The bowl is an annual arrival party for some of the top high school seniors in the land. Since its inception in 2000, the all-star game has served as a national coming out for more than 100 future NFL picks, including megawatt talents like Adrian Peterson, Reggie Bush, and Michael Oher, the subject of "The Blind Side." Like most all-star games, the action on the field is often secondary to the hoopla off of it. Many blue-chip recruits use the game to finally reveal their collegiate intentions. In 2010, McGuinness upped the hype, dangling a spot in the game in front of eight quarterbacks competing on "The Ride," a reality-television show that the New York Times dubbed the "'American Idol' of prep sports." A second season aired last fall.

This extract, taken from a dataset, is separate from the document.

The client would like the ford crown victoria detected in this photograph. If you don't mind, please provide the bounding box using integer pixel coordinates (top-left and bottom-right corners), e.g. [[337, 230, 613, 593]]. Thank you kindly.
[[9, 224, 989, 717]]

When McGuinness and a partner launched the first All-American bowl in Dallas in 2000, it was a bust. Only about 1,500 people showed up; the company they'd founded went $500,000 in debt, and McGuinness had no money to pay his one employee—his sister.
But the future quickly brightened. The U.S. Army liked what it saw, signing up as the game's chief sponsor, which brought millions of dollars and an instant level of credibility. The game went from a high school field to the Alamodome, where Airborne soldiers rappelled down with the game ball. This year, 37,893 saw the game in person and nearly 2 million tuned in on NBC.
Some people aren't as comfortable putting so much attention on high school sports, but McGuinness says he's not trying to reach the casual athlete. His focus is on the players who eat, breathe, and dream football. Like the kid who jumped the fence at Giants Stadium.